2. Cultivez votre réseau
"Il faut rester visible et garder un œil sur ses collègues", conseille le coach. Vous pouvez utiliser des réseaux professionnels comme LinkedIn ou Viadeo, ainsi que l’annuaire des anciens de votre école, également consultés par les chasseurs de tête. Envoyez des mails et téléphonez, l’idéal étant de voir ses collègues à chaque retour en France. Tenez-vous informé de l’actualité du secteur.
3. Demandez-vous s’il faut rester, repartir ou rentrer
"Que ce soit au niveau professionnel ou personnel, mieux vaut passer au moins deux ou trois ans dans le pays", indique-t-il. Cela dépendra ensuite des opportunités, du caractère stratégique pour votre entreprise, de votre famille… "Plus on reste longtemps, moins on a envie de rentrer en France", remarque le consultant.

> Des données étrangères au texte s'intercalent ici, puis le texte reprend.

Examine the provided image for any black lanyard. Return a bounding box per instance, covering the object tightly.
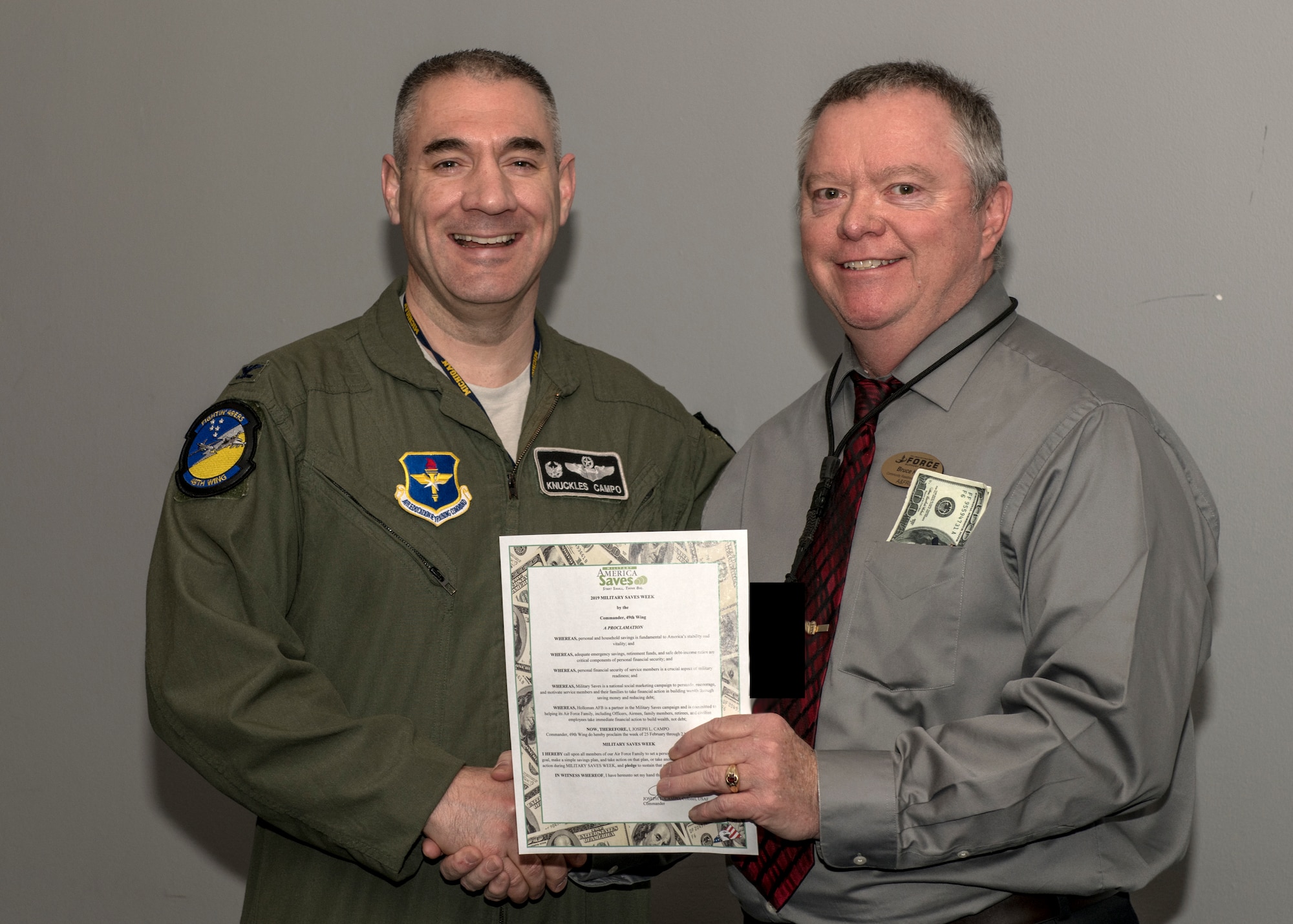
[400,295,543,416]
[786,299,1019,583]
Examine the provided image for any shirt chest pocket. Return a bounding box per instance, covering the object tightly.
[831,543,966,690]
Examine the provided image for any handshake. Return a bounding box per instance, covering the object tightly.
[422,751,588,905]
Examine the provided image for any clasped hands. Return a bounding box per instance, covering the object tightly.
[422,751,587,905]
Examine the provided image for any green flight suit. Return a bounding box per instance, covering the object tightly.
[146,279,732,924]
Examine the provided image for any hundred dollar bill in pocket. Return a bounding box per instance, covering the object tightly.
[888,471,992,545]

Vous pouvez aussi enchaîner les expatriations mais, là encore, ce sera de plus en plus difficile de retrouver la France.
4. Attendez-vous à un choc culturel au retour
"On s’imagine que le retour sera facile car on connaît le pays et l’entreprise, prévient Lionel Ancelet. En fait on a évolué dans une culture différente. Il faut faire preuve de souplesse et d’humilité, prendre un certain recul et accepter de refaire ses preuves." En plus du choc culturel, le retour n’est pas toujours évident sur le plan matériel.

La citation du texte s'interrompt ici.